Hoskin wanted to continue to compete internationally after the heart surgery and moved to Auckland to train with the Canoe Racing New Zealand high performance squad. Hoskin made her World Championship debut in Szeged in Hungary, finishing ninth with Caitlin Ryan at the 2019 ICF Canoe Sprint World Championships – Women's K-2 500 metres.

In June 2021 Hoskin was one of four women's paddlers selected to the New Zealand team to compete in Tokyo for the delayed 2020 Summer Games, placing 14th in the K2 500m, alongside Teneale Hatton and 4th in the K4 500m, alongside Hatton, Lisa Carrington, and Caitlin Regal.

At the 2023 Canoe Sprint World Championships in Duisburg, Hoskin won a gold medal in the K‑4 500 metres with Lisa Carrington, Olivia Brett and Tara Vaughan. This was a historic win for New Zealand and the sport of canoe sprint, being the first ever time the K4 500 world title had been won by a country outside of the traditional European powerhouses.

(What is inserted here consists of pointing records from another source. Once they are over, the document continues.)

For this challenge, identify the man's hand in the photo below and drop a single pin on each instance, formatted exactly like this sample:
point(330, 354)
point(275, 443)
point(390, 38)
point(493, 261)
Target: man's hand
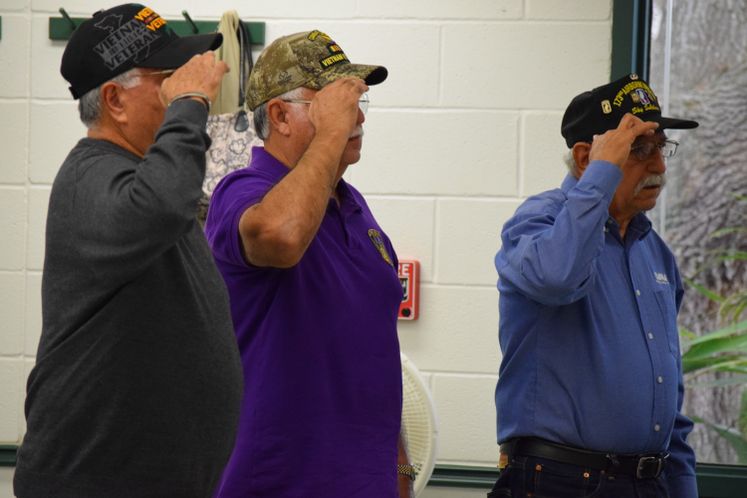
point(614, 145)
point(334, 109)
point(201, 74)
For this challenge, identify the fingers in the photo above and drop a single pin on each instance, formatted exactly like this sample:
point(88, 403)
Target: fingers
point(201, 74)
point(335, 107)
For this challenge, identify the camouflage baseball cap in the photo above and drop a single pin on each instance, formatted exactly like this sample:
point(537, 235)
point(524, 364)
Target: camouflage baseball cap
point(310, 59)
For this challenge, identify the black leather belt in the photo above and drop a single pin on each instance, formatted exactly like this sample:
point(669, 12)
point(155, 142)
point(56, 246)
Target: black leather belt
point(638, 466)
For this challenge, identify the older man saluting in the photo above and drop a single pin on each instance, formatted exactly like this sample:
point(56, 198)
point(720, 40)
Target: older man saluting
point(314, 288)
point(137, 383)
point(590, 386)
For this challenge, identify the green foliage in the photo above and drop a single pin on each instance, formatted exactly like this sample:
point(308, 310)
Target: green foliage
point(723, 350)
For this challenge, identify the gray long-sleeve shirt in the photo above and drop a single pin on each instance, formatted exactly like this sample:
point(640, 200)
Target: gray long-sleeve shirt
point(137, 384)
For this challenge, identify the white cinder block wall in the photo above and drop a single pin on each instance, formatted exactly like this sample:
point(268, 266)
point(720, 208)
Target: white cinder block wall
point(466, 126)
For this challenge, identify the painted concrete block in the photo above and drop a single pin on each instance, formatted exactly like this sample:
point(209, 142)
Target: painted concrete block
point(428, 9)
point(37, 216)
point(12, 228)
point(457, 330)
point(33, 313)
point(440, 152)
point(466, 410)
point(409, 223)
point(52, 119)
point(522, 65)
point(12, 295)
point(11, 5)
point(259, 9)
point(468, 236)
point(544, 147)
point(14, 139)
point(46, 55)
point(14, 60)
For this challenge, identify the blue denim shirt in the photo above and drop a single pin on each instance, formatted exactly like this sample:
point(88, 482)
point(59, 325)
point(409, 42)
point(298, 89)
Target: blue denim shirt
point(588, 328)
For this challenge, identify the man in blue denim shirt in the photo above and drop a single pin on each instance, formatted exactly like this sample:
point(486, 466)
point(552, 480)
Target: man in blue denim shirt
point(590, 386)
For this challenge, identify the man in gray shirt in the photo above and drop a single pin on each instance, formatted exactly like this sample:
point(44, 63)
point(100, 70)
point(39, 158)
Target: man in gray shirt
point(137, 383)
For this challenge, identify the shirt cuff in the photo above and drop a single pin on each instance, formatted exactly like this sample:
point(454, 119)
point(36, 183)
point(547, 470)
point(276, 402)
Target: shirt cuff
point(603, 175)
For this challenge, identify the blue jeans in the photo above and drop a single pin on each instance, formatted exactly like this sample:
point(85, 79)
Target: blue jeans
point(542, 478)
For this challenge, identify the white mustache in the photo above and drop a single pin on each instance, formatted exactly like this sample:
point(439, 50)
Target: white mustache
point(651, 181)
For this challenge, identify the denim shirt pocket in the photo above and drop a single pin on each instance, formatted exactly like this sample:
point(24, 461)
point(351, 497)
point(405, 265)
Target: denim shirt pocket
point(668, 312)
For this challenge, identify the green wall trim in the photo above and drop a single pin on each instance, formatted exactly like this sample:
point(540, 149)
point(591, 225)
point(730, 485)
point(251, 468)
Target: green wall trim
point(631, 38)
point(714, 481)
point(60, 28)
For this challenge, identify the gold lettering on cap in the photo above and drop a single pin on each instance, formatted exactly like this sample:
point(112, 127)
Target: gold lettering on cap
point(334, 59)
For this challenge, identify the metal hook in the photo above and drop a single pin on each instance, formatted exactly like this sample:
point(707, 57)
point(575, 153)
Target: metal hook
point(64, 14)
point(190, 21)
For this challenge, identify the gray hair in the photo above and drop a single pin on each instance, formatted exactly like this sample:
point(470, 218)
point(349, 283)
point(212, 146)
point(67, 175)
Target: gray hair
point(260, 118)
point(89, 105)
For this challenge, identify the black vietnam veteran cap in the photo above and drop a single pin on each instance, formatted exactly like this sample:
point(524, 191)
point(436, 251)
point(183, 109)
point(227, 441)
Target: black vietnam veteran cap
point(601, 109)
point(123, 37)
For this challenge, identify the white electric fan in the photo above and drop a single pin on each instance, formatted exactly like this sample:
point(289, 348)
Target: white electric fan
point(419, 423)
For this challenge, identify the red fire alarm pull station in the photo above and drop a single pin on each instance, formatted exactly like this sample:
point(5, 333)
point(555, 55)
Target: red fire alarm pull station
point(409, 277)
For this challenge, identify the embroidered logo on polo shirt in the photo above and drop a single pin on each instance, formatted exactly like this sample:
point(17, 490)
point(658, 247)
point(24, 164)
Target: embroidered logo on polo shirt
point(378, 242)
point(661, 278)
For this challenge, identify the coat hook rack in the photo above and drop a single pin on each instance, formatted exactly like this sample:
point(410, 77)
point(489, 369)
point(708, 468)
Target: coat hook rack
point(60, 28)
point(68, 19)
point(195, 30)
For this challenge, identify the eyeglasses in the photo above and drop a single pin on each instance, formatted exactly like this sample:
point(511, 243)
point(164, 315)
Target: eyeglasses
point(643, 151)
point(362, 103)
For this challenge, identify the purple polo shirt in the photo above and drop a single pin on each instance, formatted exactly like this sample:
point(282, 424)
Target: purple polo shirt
point(322, 400)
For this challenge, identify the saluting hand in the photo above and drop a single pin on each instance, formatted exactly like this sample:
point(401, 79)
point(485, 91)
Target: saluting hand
point(614, 145)
point(201, 74)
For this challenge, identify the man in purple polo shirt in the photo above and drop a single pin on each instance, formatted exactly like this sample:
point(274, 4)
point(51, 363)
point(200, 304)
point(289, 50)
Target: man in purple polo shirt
point(314, 289)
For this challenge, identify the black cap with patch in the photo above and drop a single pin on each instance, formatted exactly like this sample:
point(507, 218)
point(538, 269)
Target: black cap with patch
point(601, 109)
point(123, 37)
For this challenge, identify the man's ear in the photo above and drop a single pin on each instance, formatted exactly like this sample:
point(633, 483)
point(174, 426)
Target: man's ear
point(111, 102)
point(278, 117)
point(580, 152)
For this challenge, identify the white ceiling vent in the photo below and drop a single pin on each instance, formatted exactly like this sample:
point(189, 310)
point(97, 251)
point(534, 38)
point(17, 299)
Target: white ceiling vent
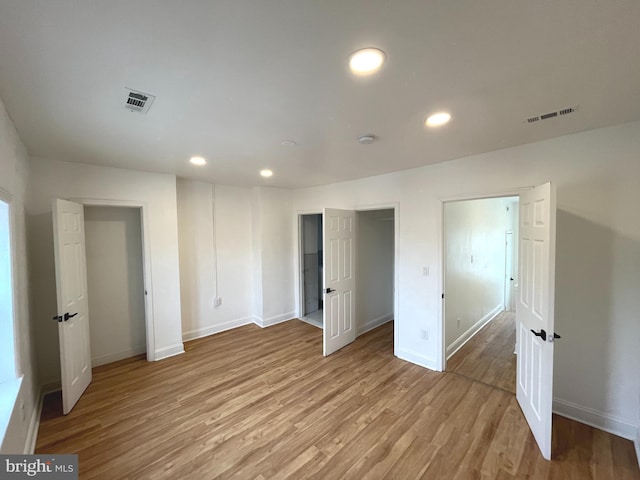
point(137, 101)
point(557, 113)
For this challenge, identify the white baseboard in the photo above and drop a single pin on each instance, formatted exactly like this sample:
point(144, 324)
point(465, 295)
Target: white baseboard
point(34, 424)
point(594, 418)
point(263, 323)
point(375, 323)
point(417, 358)
point(50, 387)
point(470, 333)
point(170, 351)
point(213, 329)
point(114, 357)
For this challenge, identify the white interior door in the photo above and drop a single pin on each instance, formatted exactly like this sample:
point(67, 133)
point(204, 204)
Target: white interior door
point(73, 307)
point(338, 234)
point(508, 272)
point(535, 311)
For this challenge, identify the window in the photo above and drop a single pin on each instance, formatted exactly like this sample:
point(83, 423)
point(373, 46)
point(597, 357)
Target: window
point(9, 384)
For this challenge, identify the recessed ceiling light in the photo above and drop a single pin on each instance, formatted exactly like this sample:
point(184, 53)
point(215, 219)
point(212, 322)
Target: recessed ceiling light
point(199, 161)
point(437, 119)
point(366, 61)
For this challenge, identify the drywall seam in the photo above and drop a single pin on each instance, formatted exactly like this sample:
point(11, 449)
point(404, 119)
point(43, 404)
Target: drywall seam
point(469, 334)
point(263, 323)
point(375, 323)
point(595, 418)
point(213, 329)
point(417, 358)
point(34, 424)
point(169, 351)
point(114, 357)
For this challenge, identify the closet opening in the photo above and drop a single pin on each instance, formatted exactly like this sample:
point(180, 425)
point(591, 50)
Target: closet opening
point(311, 269)
point(115, 283)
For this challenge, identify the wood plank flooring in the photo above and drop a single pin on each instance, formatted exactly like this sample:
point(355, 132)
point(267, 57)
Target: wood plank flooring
point(257, 403)
point(488, 357)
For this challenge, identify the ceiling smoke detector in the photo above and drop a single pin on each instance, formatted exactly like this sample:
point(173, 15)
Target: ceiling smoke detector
point(137, 101)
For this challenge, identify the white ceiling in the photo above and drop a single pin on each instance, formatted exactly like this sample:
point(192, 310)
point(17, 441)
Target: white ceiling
point(234, 78)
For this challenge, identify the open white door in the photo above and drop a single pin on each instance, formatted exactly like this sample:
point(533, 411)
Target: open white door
point(535, 311)
point(73, 307)
point(338, 234)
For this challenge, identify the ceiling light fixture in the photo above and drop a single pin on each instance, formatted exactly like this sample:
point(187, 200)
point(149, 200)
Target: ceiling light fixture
point(437, 119)
point(366, 61)
point(199, 161)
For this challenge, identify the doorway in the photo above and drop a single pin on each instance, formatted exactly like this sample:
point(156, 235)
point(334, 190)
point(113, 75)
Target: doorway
point(311, 272)
point(480, 272)
point(374, 264)
point(115, 283)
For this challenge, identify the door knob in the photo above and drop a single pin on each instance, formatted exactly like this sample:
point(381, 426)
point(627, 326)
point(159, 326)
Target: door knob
point(542, 334)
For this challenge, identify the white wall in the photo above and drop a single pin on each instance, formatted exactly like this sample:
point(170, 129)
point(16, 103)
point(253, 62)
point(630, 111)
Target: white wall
point(21, 430)
point(598, 255)
point(273, 251)
point(115, 283)
point(474, 245)
point(50, 179)
point(201, 265)
point(374, 268)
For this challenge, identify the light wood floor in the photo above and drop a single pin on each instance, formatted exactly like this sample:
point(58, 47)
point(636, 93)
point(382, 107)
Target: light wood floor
point(488, 357)
point(263, 403)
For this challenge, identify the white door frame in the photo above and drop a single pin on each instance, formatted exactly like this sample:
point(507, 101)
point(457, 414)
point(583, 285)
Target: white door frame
point(395, 206)
point(146, 261)
point(515, 192)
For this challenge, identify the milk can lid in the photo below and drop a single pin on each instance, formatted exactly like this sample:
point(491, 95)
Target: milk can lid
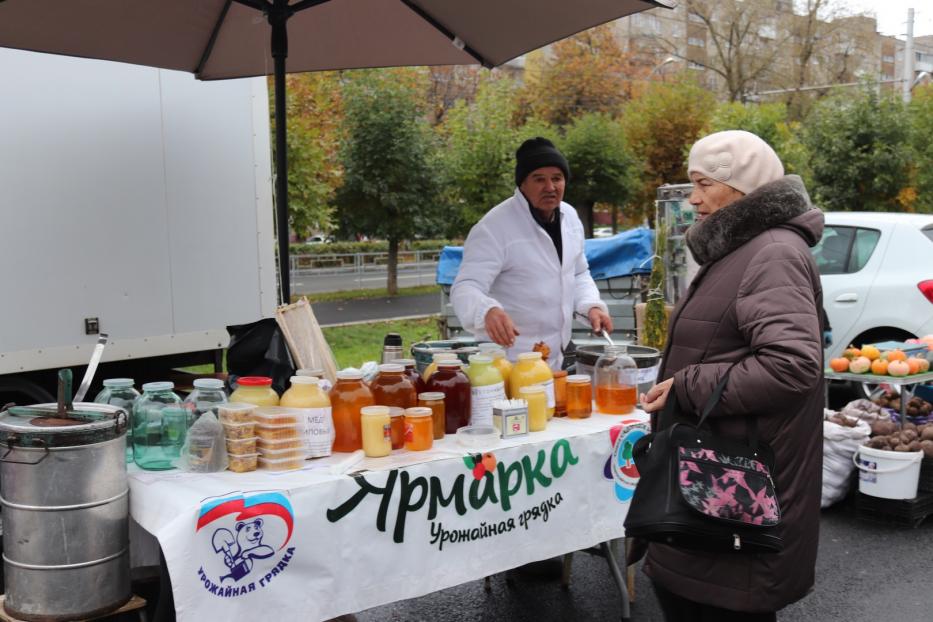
point(41, 425)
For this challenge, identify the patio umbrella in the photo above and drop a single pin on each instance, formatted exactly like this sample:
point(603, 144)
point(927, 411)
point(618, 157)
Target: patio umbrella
point(218, 39)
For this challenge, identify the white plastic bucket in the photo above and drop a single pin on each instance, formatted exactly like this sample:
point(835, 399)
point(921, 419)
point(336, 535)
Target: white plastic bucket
point(888, 474)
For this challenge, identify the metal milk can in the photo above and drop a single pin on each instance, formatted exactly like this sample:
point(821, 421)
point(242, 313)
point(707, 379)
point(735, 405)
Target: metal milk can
point(65, 505)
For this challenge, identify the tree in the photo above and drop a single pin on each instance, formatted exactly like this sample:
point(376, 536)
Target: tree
point(389, 185)
point(589, 72)
point(602, 169)
point(314, 115)
point(478, 159)
point(921, 120)
point(660, 126)
point(769, 121)
point(857, 154)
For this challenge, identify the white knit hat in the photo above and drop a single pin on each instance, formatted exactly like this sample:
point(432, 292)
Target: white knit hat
point(736, 158)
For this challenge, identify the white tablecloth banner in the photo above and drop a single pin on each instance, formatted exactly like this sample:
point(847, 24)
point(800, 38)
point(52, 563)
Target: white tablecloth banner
point(318, 545)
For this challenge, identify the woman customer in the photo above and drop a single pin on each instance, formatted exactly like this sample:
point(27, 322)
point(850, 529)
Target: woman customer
point(756, 302)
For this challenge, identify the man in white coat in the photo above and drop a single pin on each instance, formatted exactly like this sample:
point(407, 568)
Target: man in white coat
point(524, 273)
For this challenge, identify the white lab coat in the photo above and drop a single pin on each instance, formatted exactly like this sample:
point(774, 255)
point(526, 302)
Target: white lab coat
point(509, 261)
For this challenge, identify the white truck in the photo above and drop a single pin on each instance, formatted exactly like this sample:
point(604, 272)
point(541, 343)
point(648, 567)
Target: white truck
point(135, 202)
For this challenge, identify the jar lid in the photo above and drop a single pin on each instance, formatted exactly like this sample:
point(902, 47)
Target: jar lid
point(209, 383)
point(254, 381)
point(118, 382)
point(158, 386)
point(38, 426)
point(308, 380)
point(374, 411)
point(418, 411)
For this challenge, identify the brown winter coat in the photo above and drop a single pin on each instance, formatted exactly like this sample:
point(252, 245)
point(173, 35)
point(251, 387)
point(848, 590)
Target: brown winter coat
point(755, 300)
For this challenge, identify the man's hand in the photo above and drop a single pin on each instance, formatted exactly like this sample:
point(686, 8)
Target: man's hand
point(599, 320)
point(656, 396)
point(500, 328)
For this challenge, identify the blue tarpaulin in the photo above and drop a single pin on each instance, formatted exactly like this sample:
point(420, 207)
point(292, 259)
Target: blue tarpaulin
point(625, 253)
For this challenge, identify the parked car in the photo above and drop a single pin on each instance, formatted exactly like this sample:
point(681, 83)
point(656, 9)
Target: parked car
point(877, 274)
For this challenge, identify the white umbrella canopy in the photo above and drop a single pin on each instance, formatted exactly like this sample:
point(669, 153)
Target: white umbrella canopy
point(218, 39)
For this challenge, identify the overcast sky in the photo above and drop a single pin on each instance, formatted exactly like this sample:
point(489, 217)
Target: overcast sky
point(892, 15)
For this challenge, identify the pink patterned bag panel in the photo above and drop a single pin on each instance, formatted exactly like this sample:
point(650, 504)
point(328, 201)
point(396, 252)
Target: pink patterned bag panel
point(728, 487)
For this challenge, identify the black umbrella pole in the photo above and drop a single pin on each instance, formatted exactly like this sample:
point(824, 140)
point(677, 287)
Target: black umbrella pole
point(277, 20)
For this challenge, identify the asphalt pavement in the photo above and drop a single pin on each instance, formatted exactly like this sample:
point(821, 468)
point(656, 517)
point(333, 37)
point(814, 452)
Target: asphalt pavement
point(374, 309)
point(866, 572)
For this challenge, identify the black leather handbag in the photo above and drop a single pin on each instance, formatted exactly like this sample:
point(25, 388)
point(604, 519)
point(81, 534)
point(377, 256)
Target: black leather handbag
point(700, 491)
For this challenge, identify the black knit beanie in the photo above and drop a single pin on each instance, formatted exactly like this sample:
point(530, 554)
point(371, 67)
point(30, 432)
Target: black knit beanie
point(536, 153)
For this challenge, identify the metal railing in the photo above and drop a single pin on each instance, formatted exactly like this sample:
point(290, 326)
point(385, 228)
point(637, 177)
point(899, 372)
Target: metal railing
point(419, 262)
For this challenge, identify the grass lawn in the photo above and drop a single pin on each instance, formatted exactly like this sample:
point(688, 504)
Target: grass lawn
point(361, 294)
point(353, 345)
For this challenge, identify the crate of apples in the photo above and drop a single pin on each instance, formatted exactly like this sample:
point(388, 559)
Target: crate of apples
point(869, 360)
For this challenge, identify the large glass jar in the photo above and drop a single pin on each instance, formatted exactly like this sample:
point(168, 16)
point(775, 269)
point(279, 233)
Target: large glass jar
point(159, 425)
point(436, 358)
point(499, 361)
point(616, 381)
point(486, 387)
point(531, 369)
point(119, 392)
point(450, 380)
point(208, 394)
point(391, 387)
point(255, 390)
point(347, 397)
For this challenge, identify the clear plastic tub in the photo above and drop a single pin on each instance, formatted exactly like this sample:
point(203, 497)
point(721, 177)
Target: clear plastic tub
point(235, 413)
point(278, 432)
point(280, 444)
point(282, 454)
point(274, 415)
point(239, 431)
point(284, 464)
point(242, 447)
point(242, 464)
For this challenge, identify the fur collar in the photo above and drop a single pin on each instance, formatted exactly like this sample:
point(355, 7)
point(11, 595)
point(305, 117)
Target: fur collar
point(727, 229)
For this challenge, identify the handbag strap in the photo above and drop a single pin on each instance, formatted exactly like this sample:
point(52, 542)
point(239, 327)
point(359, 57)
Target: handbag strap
point(666, 418)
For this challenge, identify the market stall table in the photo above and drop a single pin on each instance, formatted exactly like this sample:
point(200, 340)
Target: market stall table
point(320, 543)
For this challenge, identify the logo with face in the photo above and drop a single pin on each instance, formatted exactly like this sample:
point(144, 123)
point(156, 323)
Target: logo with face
point(620, 466)
point(247, 543)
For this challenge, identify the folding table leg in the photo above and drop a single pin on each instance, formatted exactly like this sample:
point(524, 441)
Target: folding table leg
point(619, 579)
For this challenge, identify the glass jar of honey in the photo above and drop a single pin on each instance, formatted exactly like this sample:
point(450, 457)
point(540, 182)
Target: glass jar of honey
point(347, 397)
point(531, 369)
point(255, 390)
point(450, 380)
point(391, 387)
point(397, 419)
point(536, 397)
point(616, 381)
point(376, 432)
point(419, 428)
point(434, 401)
point(579, 396)
point(560, 393)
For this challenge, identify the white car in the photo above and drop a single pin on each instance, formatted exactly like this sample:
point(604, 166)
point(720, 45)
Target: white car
point(877, 274)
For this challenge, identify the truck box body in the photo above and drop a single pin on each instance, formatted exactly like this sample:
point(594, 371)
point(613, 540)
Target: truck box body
point(136, 196)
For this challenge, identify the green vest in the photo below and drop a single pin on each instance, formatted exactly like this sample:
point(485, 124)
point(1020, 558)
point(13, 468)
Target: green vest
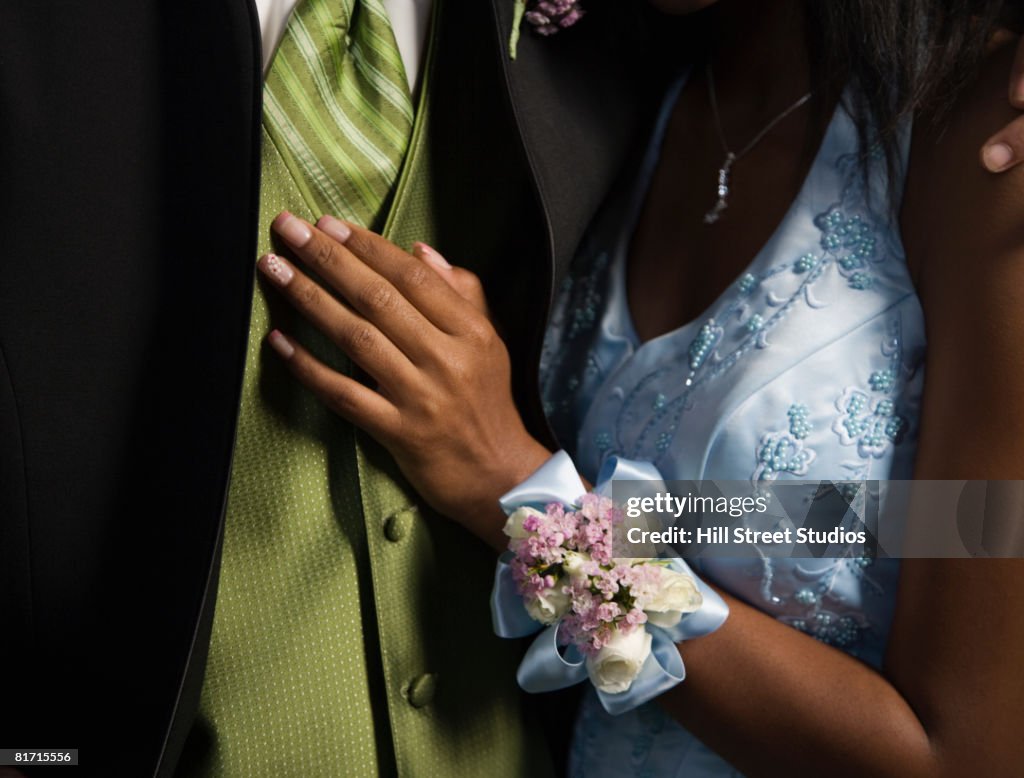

In April 2024 Hoskin was named in New Zealands largest ever canoe sprint team for the Paris Olympic winning gold in both the k4 500m ( with Lisa Carrington, Olivia Brett and Tara Vaughan), and K2 500m with Lisa Carrington.

The K4 win was the first by a non European country in Olympic history and the only country outside Germany and Hungary to follow a world championship win with an Olympic gold. In the K2 500, the kiwi pair repeated the gold performance in Tokyo of Carrington and Caitlin Ryan in a commanding win.

==Awards and honours==
Hoskin was named Canoe Sprint Athlete of the Year at the Canoe Racing New Zealand 2020 Sport and Recognition Awards.